Und dann öffnet Merkel das Stammbuch der Partei. "Wir Christdemokraten grenzen uns ab, aber niemals grenzen wir aus. Wir Christdemokraten streiten, aber niemals hetzen wir. Wir Christdemokraten machen keine Unterschiede bei der Würde der Menschen. Wir Christdemokraten verlieren uns nicht in Selbstbeschäftigung, wir dienen den Menschen unseres Landes." Was etwas nach den DDR-Pioniergeboten klingt, ist nichts weniger als Merkels Vermächtnis an die Partei – und zugleich das Lastenheft für die künftige Führung. Ach ja, Fröhlichkeit wünsche sie der Partei noch.

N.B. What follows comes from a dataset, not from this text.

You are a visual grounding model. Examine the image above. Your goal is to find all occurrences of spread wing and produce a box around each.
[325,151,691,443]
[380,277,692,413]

"Ich habe mir immer vorgenommen, die Ämter in Würde zu verlassen. Es ist nun Zeit für ein neues Kapitel." Und dann sagt sie ihre letzten Worte in einer Rede als Parteichefin: "Es war mir eine große Freude. Es war mir eine Ehre." Die Delegierten erheben sich für neuneinhalb Minuten Applaus. Einen kurzen Wimpernschlag lang schimmert es in Merkels Gesicht. Es könnte tatsächlich ein Tränchen gewesen sein. Das wäre dann eher untypisch.